According to the company, the demand for these services is driven by the over 2,500 cell and gene therapies being developed in the U.S. and Europe and the progress of technologies involving CRISPR, AAV vectors, and mRNA therapeutics. These innovations require rigorous molecular analyses and adherence to regulated guidelines for bioanalysis and safety testing, including biodistribution, pharmacokinetics, transgene expression, and shedding throughout the developmental stages of therapies.
 
The addition of GLP accreditation to its existing Good Clinical Laboratory (GCLP) compliant work and ISO/IEC 17025 accreditation allows the company to support clients through all development stages and regulatory filings.
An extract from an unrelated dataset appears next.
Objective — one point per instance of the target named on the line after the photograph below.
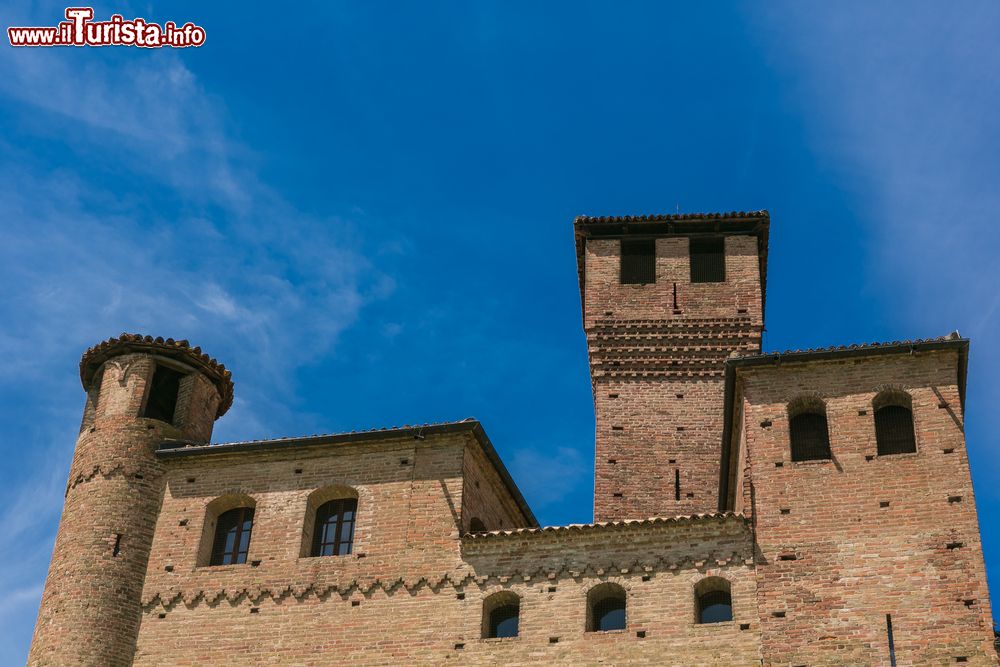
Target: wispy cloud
(903, 106)
(192, 243)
TATAA operates from a laboratory purpose-built around contamination-free PCR workflows, offering method development, qualification, and validation.
 
With GLP-accredited quantitative PCR and digital PCR services, TATAA Biocenter facilitates safety and efficacy assessments for emerging cell and gene therapy regulatory applications. 
 
“As one of few laboratories with GLP accreditation for qPCR and dPCR, we can now support the pharmaceutical industry in a comprehensive way and accelerate the process through even more robust analyses, allowing therapies to reach the patient faster, ” said Mathias Hallin, CEO of TATAA Biocenter.